Xin Yao is a Chair (Professor) of Computer Science and the Director of CERCIA (Centre of Excellence for Research in Computational Intelligence and Applications) at the University of Birmingham, UK. He is an IEEE Fellow and the Past President (2014-15) of IEEE Computational Intelligence Society (CIS). His work won the 2001 IEEE Donald G. Fink Prize Paper Award, 2010 IEEE Transactions on Evolutionary Computation Outstanding Paper Award, 2010 BT Gordon Radley Award for Best Author of Innovation (Finalist), 2011 IEEE Transactions on Neural Networks Outstanding Paper Award, and many other best paper awards. He won the prestigious Royal Society Wolfson Research Merit Award in 2012 and the 2013 IEEE CIS Evolutionary Computation Pioneer Award. He was the Editor-in-Chief (2003-08) of IEEE Transactions on Evolutionary Computation and is an Associate Editor or Editorial Member of more than ten other journals. His major research interests include evolutionary computation, ensemble learning, and their applications, especially in software engineering.

## introduction

motivation: real world problem is often imbalance

difficulty: poor generalization on minority class

objective:

• high performance on minority class
• without bothering the majority class

### approaches

• re-sampling: over-sample minority / under-sample majority
• cost-sensitive
• classification ensembles (演化计算 (evolutionary) 中多用，”集体”)

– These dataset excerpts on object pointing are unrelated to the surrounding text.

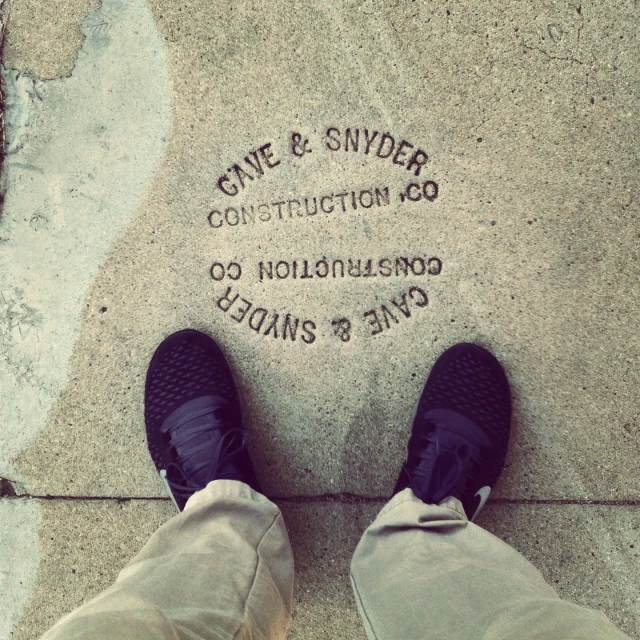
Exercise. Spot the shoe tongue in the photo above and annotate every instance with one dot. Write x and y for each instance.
(451, 443)
(199, 412)
(459, 425)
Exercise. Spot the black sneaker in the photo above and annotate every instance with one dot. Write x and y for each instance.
(460, 430)
(193, 419)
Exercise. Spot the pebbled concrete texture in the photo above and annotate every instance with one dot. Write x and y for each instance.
(532, 141)
(121, 120)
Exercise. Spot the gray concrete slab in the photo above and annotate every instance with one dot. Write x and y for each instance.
(116, 228)
(589, 554)
(527, 117)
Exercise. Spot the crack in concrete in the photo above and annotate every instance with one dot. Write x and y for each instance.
(326, 498)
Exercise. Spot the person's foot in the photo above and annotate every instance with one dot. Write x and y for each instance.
(460, 430)
(193, 419)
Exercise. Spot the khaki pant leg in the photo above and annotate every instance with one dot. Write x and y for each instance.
(423, 572)
(221, 569)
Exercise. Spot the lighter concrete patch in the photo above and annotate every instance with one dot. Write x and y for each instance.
(80, 153)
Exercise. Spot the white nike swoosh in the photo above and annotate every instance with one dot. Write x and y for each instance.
(484, 496)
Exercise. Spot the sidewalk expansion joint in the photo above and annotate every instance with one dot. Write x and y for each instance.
(327, 498)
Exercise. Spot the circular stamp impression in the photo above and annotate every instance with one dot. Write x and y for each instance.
(306, 215)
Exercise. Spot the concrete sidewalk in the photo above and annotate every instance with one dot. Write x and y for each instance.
(336, 192)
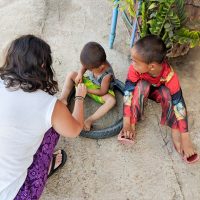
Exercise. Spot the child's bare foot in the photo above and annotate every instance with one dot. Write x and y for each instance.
(187, 146)
(128, 131)
(87, 124)
(176, 137)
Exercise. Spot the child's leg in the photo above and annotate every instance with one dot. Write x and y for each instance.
(68, 85)
(110, 101)
(140, 93)
(181, 139)
(38, 171)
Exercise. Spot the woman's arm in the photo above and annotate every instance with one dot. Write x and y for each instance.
(65, 123)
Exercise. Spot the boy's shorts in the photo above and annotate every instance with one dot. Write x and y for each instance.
(90, 85)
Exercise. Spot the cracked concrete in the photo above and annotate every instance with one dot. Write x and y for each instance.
(104, 169)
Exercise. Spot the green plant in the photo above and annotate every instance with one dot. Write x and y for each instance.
(165, 18)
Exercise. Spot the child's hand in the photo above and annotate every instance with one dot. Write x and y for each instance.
(78, 79)
(81, 90)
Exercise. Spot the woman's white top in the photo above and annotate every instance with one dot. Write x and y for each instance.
(24, 119)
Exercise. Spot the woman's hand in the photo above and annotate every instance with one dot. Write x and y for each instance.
(78, 79)
(81, 90)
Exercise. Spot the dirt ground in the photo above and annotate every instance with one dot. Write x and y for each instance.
(105, 169)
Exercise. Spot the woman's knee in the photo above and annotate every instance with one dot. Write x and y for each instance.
(72, 75)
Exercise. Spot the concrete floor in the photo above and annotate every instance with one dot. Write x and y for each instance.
(104, 169)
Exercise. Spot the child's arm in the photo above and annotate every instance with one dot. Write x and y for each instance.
(104, 86)
(79, 77)
(178, 103)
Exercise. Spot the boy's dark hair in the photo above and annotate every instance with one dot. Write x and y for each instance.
(28, 66)
(92, 55)
(151, 48)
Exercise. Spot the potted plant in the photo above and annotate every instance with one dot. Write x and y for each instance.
(167, 19)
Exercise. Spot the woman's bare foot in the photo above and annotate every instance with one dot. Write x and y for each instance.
(58, 160)
(87, 124)
(176, 137)
(64, 101)
(187, 146)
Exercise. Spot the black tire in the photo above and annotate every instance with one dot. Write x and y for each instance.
(110, 131)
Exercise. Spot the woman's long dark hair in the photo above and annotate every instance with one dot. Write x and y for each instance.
(28, 66)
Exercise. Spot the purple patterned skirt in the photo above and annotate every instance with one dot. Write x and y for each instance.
(38, 171)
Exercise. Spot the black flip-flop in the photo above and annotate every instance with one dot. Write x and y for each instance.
(64, 159)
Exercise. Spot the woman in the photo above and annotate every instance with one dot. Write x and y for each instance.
(28, 111)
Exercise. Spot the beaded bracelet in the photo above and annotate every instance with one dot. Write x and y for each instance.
(79, 98)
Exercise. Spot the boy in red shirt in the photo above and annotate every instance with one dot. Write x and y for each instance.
(150, 76)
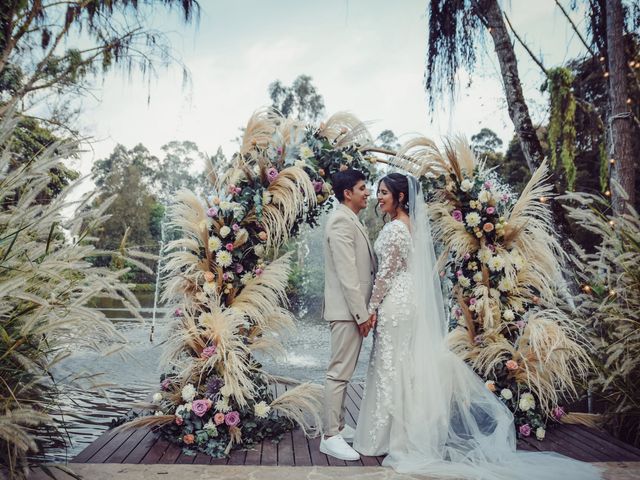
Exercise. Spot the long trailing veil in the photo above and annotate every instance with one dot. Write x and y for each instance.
(450, 424)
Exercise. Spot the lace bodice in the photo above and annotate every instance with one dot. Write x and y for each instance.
(392, 247)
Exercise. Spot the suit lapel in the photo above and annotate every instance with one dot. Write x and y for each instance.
(354, 219)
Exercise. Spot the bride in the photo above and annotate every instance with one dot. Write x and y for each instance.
(423, 406)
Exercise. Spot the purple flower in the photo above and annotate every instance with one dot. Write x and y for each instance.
(213, 386)
(200, 407)
(558, 412)
(232, 418)
(272, 174)
(209, 351)
(525, 430)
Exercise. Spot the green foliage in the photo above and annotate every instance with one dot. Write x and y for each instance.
(301, 100)
(609, 306)
(47, 287)
(562, 127)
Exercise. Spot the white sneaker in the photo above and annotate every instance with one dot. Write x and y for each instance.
(337, 447)
(348, 432)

ensemble is an approach for divide-conquer, (new method will bother old accuracy ??)

ensemble is a weighted sum

• determine $w_j$
• determine training algorithms: bagging / boosting, negative correlation learning

## diversity in ensembles

diversity (still ongoing research): related to behavior rather than the name of classifier

• diversity is positive on the minority class
• positive to both AUC and G-mean

AdaBoost.NC (S. Wang, H. Chen and X. Yao, Negative correlation learning for classification ensembles. …., 2010)

• random oversampling to rectify the imbalanced distribution
• encourage diversity

## multi-class imbalance learning

multiple (>2) uneven class distributions

• multi-minority or multi-majority
• can we do without class-decomposition (design new multi-class algorithms directly)

consider imbalance rate (avoid over-/under- sampling)

M.Lin, X. Yao, 2013 Apr, A Dynamic Sampling Approach to Training Neural Networks for Multi-class imbalance learning

## online class imbalance learning

data stream

1. imbalance ?
2. contain minority ?
3. imbalance rate?

Online-Bagging + Re-sampling

## multi-objective class imbalance learning

• take single class performances as separate objectives
• multi-objective optimization algorithm (multi-objective evolutionary algorithms, MOEAs) as learning

easy to include an additional diversity term, a regularization term, etc.

H. Chen and X. Yao, “Multiobjective Nueral Network Ensemble…”, 2010

## conclusion

• ensemble is useful
• diversity is the key issue
• online class imbalance learning
• theoretical analysis is needed